In a 2022 Total Rewards Survey, state workers were given a series of statements about the compensation and benefits they receive as employees and asked to rank how much they agreed with each statement on a scale of 1 to 5.
• Out of 3,858 responses to the statement “I prefer to have a Defined Benefit (DB) Retirement Plan rather than a Defined Contribution (DC) Retirement Plan,” 42 percent rated it as 5, or Strongly Agree.
• Of the 3,840 who ranked how much they agreed with the statement “I prefer to have a defined contribution (DC) retirement plan rather than a defined benefit (DB) retirement plan,” the rate of 5 – Strongly Agree responses plummets to only 3 percent.
“Millennials like me have faced a historically unstable job market, so I value the security my pension provides.
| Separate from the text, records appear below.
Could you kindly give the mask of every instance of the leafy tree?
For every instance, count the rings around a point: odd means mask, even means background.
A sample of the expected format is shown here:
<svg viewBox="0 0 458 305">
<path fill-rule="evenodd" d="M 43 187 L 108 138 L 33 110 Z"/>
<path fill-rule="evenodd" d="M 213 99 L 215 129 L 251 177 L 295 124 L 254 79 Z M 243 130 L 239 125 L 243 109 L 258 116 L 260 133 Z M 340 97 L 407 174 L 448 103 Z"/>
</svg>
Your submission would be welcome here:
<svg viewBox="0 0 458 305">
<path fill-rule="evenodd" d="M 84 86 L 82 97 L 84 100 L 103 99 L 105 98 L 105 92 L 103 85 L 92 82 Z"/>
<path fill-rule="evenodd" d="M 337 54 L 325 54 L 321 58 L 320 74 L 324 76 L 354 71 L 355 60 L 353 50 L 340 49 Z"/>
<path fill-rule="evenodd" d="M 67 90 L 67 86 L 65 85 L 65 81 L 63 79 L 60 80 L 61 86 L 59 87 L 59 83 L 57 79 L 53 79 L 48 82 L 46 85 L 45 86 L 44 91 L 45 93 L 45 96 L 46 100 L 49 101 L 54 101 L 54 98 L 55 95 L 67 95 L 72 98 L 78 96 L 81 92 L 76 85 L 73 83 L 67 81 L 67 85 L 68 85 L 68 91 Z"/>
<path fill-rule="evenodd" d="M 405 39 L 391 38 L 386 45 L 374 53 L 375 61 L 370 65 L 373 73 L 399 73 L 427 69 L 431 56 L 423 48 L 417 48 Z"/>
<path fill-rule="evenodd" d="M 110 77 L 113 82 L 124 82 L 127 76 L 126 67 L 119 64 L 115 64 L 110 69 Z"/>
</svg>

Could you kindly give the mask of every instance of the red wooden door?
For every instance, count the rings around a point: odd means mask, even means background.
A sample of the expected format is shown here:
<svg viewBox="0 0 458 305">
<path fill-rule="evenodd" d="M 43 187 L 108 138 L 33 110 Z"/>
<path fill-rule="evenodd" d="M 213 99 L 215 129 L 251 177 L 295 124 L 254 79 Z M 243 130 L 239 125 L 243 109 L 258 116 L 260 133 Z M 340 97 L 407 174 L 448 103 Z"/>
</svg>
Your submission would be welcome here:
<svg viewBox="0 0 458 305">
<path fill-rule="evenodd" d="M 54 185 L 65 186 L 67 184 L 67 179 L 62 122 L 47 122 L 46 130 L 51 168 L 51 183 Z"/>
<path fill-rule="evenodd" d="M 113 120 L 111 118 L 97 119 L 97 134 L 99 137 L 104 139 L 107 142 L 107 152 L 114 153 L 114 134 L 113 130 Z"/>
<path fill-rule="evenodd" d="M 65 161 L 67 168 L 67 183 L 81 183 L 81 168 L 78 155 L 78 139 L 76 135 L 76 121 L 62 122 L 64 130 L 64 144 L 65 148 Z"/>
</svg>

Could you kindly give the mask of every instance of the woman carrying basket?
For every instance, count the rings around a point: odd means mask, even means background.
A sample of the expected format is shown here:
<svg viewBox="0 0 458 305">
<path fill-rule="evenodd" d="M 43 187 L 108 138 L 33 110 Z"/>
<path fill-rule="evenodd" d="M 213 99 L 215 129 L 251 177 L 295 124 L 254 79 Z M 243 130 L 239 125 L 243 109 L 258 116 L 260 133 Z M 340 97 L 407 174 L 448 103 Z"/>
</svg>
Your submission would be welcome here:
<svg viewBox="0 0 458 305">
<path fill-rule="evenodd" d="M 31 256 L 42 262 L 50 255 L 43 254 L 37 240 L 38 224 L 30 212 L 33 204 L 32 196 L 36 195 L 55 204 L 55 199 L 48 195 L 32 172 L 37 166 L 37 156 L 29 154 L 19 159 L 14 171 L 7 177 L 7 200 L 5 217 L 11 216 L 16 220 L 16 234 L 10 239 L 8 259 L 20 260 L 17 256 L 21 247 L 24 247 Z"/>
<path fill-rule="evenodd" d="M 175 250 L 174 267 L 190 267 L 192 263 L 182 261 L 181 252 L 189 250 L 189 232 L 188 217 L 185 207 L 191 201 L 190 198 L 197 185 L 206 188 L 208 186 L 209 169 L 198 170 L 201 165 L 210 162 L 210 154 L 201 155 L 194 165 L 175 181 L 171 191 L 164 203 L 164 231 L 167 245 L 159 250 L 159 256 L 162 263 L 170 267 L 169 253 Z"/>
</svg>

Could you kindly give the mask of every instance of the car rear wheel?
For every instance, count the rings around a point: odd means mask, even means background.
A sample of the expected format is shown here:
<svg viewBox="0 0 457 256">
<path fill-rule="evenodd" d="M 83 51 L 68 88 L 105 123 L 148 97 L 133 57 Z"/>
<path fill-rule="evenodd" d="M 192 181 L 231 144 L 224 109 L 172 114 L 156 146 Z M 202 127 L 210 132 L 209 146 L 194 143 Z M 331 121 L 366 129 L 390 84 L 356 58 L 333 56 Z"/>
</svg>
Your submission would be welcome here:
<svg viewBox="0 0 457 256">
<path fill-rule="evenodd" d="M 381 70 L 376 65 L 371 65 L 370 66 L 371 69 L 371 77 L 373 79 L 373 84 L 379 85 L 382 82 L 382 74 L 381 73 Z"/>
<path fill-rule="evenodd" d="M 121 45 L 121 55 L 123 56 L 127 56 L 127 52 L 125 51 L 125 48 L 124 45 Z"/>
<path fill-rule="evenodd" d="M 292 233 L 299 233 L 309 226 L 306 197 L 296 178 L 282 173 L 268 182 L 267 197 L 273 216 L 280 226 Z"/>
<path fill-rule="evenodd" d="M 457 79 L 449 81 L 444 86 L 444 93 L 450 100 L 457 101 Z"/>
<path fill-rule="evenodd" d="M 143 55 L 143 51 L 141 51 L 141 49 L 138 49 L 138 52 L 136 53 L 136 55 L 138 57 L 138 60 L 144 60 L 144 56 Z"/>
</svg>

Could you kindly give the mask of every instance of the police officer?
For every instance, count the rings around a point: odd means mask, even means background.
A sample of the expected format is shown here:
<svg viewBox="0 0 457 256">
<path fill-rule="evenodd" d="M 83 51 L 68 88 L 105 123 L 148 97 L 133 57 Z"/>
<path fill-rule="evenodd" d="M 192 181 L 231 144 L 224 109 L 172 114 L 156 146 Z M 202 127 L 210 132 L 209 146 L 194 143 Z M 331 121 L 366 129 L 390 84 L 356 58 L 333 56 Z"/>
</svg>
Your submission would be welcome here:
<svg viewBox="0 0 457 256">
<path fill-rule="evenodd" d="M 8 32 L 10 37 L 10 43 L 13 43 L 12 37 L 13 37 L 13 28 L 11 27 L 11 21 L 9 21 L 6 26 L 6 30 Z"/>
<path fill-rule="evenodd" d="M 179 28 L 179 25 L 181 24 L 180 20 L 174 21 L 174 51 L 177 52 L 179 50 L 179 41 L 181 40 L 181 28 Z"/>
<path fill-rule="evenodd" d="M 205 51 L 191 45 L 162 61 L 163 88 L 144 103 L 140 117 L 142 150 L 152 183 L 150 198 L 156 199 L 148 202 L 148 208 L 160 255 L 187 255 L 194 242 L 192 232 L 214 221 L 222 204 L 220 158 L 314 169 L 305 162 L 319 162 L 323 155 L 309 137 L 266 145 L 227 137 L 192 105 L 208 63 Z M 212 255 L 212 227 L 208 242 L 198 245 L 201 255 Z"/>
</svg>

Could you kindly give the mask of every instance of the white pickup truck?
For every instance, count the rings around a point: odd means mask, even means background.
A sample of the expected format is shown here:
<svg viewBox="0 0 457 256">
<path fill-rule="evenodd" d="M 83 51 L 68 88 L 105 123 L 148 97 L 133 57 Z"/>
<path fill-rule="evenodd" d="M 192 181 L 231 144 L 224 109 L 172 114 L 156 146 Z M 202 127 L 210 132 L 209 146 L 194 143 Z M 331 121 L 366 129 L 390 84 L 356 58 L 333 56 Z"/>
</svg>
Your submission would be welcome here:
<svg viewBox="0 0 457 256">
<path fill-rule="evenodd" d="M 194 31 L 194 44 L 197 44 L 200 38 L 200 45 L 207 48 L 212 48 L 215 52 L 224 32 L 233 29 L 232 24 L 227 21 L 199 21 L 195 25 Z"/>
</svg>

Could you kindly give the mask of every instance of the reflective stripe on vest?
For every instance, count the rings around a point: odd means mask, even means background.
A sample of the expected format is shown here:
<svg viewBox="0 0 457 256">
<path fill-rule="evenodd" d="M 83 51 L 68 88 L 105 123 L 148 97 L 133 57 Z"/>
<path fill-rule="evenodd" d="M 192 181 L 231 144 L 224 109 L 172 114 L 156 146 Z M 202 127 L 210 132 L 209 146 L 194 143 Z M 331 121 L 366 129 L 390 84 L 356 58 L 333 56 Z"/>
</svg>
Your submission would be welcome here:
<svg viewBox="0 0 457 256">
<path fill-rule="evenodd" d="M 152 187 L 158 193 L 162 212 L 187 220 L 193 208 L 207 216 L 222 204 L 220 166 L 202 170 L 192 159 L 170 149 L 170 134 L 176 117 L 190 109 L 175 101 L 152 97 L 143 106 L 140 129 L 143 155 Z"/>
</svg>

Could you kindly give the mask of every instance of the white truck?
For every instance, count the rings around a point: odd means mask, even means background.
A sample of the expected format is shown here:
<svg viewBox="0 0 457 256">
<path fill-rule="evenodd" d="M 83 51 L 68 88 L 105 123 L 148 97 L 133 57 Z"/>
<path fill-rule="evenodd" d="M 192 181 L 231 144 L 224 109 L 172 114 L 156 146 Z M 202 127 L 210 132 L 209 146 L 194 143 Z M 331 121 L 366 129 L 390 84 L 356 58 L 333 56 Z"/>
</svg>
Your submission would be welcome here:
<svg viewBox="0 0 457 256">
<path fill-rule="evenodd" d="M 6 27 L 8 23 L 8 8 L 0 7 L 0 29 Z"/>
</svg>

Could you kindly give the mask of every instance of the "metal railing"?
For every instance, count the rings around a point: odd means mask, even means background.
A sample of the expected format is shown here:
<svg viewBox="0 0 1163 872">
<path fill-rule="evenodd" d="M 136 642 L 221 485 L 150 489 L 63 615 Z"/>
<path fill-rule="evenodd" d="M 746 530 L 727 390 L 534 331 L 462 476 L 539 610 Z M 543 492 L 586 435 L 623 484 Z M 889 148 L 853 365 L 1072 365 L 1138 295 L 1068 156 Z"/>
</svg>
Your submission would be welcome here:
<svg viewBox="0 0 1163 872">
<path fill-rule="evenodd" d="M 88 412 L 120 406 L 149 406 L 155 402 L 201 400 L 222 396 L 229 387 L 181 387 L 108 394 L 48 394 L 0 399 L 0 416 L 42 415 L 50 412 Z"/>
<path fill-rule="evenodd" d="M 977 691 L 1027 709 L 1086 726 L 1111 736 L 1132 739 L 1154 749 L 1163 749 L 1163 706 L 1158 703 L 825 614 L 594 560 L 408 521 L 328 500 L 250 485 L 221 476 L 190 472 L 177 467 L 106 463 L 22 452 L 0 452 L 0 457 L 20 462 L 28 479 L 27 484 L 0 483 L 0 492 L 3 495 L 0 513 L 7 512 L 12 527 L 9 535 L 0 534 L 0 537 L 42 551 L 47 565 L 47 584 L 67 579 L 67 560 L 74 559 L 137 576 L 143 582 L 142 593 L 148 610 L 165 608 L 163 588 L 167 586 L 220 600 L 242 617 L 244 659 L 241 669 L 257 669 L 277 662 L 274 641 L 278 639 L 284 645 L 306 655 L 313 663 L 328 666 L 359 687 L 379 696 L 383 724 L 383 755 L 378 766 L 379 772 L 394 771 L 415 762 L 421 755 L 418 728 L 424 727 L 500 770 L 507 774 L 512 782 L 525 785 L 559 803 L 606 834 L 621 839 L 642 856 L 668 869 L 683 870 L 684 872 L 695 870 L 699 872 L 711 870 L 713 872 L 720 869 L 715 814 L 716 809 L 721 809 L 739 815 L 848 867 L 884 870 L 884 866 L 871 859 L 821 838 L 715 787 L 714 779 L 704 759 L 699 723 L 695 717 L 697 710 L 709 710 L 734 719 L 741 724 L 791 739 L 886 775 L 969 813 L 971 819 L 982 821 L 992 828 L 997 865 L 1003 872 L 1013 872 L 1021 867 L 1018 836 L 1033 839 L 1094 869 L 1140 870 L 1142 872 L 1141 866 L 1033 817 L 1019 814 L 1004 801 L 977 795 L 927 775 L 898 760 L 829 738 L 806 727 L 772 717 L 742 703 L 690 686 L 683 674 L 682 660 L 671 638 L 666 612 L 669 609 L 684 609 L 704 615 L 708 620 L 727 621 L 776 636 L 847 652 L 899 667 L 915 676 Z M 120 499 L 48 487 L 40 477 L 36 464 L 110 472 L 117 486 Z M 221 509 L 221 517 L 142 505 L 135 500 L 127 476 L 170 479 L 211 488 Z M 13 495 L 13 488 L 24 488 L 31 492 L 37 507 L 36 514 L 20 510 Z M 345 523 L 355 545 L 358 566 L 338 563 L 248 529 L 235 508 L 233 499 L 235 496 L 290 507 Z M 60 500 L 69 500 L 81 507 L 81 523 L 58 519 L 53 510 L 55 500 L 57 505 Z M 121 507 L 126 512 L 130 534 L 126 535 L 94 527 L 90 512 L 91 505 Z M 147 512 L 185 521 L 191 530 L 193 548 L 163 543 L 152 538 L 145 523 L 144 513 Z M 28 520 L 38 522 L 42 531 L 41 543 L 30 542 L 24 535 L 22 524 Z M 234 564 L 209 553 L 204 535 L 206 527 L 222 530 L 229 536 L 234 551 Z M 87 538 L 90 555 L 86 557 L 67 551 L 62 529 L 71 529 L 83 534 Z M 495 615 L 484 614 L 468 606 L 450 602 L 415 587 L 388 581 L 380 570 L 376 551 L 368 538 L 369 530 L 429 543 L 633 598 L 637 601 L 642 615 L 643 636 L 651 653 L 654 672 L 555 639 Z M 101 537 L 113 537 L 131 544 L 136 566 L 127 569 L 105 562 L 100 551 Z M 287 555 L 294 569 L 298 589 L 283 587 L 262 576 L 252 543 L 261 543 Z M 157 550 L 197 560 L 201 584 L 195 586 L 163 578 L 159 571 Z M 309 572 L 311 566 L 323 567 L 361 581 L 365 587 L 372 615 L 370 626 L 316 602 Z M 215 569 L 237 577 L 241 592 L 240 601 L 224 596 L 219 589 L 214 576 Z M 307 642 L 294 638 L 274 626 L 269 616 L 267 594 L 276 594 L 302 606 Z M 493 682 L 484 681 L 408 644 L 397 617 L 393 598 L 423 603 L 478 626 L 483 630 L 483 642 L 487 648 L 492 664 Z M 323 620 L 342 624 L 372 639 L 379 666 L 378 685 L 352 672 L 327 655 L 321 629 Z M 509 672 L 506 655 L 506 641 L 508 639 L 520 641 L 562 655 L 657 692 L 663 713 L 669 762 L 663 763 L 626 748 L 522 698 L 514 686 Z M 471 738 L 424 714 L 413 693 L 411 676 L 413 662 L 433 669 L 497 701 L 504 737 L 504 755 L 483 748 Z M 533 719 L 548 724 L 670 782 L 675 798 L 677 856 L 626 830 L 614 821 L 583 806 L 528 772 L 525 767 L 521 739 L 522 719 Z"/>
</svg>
To attract and keep good public employees, legislators should improve our benefits, not chip away at them,” said Dana Henry, a compliance officer with the Office of the State Tax Commissioner.
“For many years, the defined-benefit retirement plan managed by NDPERS has served to provide a modest and dependable retirement for those North Dakotans who have worked tirelessly to provide the vital public services that North Dakotans expect and deserve,” said North Dakota United President Nick Archuleta. “Public employees have historically been paid 8 to 12 percent less than their similarly trained and experienced counterparts in the private sector. The PERS defined-benefit retirement plan serves as a tool to recruit and retain highly qualified and talented public employees. States that have closed their DB retirement plans, like West Virginia and Alaska, are either planning to reopen those plans or have already done so. North Dakota should head the lessons learned in those states and put the DB plan on a course to be fully funded; something it could have done in each of the last six legislative sessions. The longer we wait, the more expensive doing so becomes.”